A JOGMEC news release stated that environmental monitoring of the 2020 test aimed to “rule out any serious environmental impact.” However, experts, including Washburn, who analyzed the data found decreased densities of mobile seafloor-dwelling animals and swimmers compared with before the test in the area impacted by the excavation and its plume, which extended a “few hundred meters” from the mining site. A year after the test, these animals’ numbers were still down by roughly half.

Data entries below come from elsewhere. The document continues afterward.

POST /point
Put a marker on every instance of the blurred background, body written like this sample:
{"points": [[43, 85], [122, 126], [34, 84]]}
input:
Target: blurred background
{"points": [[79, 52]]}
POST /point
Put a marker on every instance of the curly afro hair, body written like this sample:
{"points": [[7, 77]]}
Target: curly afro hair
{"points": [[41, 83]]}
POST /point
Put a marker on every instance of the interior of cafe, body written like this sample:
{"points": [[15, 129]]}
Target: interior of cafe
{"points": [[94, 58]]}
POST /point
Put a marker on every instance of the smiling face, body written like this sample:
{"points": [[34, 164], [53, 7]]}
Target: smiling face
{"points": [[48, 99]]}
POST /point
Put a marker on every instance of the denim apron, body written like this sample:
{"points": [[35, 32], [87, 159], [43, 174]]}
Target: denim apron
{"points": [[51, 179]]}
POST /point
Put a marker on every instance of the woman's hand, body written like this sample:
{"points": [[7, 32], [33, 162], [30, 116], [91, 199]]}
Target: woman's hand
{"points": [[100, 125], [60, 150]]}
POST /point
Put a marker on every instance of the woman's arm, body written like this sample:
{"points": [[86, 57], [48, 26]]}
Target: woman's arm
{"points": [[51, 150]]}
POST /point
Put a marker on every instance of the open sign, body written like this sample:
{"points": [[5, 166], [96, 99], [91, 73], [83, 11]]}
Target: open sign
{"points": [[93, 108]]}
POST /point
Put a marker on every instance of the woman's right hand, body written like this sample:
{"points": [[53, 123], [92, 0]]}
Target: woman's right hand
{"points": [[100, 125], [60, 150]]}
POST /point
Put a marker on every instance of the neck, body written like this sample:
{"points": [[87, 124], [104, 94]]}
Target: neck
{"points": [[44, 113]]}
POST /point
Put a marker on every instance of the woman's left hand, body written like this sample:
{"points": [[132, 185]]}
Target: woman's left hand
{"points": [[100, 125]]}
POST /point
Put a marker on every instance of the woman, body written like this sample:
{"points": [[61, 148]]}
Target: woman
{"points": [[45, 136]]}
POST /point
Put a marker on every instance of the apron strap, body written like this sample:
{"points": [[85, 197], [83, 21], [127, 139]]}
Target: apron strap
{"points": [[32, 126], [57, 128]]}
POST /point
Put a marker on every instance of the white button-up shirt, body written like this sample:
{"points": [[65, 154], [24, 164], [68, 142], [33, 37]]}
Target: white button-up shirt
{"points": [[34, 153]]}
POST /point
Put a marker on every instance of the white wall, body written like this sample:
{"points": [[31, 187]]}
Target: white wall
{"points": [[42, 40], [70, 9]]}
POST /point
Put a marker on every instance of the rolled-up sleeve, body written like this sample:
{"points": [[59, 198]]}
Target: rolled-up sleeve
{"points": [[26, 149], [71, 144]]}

“Even a very small-scale seamount excavation may substantially alter benthic communities,” the authors wrote.
Currently, Japan has no timeline for commercial mining of cobalt-rich crust, Doi said.

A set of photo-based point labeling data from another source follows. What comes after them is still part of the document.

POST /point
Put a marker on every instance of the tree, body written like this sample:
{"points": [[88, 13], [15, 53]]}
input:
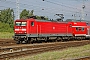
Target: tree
{"points": [[7, 19], [24, 14]]}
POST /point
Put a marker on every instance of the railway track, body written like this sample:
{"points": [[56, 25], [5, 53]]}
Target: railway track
{"points": [[7, 53]]}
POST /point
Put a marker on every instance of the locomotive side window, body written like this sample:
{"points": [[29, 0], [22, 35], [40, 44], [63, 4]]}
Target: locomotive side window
{"points": [[20, 23], [23, 24], [32, 23], [82, 29]]}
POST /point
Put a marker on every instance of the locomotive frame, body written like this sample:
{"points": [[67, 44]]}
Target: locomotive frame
{"points": [[30, 30]]}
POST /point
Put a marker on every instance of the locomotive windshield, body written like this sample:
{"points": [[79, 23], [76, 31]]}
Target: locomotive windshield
{"points": [[20, 23]]}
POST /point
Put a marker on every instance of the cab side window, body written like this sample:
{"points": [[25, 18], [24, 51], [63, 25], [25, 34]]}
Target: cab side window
{"points": [[32, 23]]}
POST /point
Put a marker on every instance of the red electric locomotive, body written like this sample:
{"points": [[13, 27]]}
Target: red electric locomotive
{"points": [[30, 30]]}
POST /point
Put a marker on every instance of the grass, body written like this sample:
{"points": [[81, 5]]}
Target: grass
{"points": [[6, 35], [69, 53]]}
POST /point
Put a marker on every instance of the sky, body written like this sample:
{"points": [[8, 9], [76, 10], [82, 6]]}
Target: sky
{"points": [[71, 9]]}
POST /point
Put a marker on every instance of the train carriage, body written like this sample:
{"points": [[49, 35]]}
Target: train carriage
{"points": [[27, 29]]}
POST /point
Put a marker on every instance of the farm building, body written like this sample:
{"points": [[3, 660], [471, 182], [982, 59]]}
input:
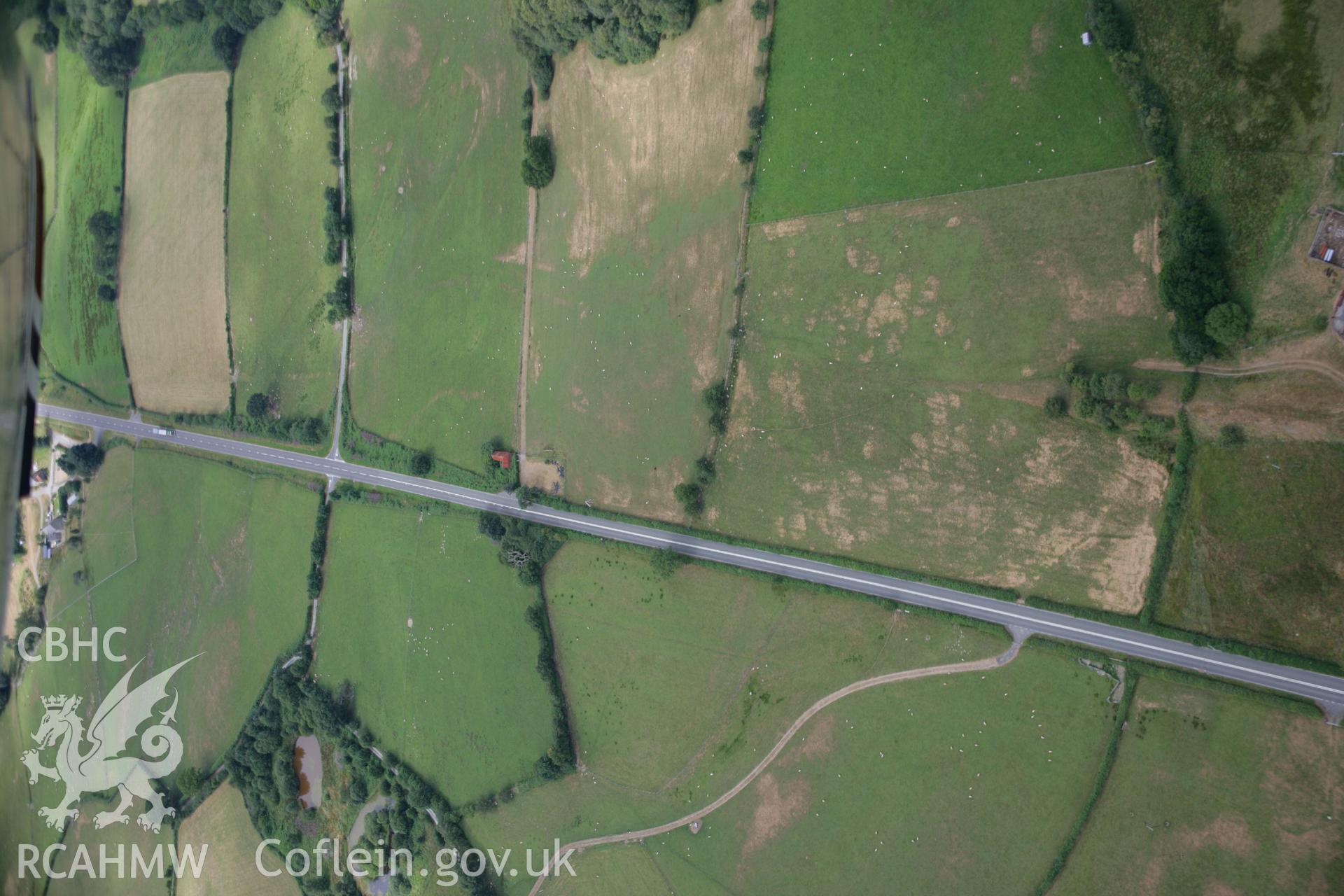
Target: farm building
{"points": [[55, 531], [1328, 246]]}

This may be just as well. Although cobalt is currently sought for battery production, Matthew Gianni, a co-founder of the Deep Sea Conservation Coalition, a network of NGOs that opposes deep-sea mining, told Mongabay that battery technology is shifting away from high-cost metals such as cobalt and nickel. If Japan were to begin mining based on today’s battery market, “it may be end up mining stranded assets,” he said.
Rare-earth mud on the deep-sea floor
In 2011, University of Tokyo researchers reported the discovery of deep-sea mud in the Pacific containing high concentrations of rare-earth elements and yttrium, a mixture known as REY. Further surveys confirmed such mud inside Japan’s EEZ, at a depth of 6,000 m (19,685 ft) around the base of seamounts near Minami-torishima.
By 2027, the Cabinet Office’s SIP project aims to demonstrate technology able to pump 350 metric tons of rare-earth mud up from the seafloor and process it per day. In 2022, JAMSTEC announced it had conducted a successful test of the mining technology.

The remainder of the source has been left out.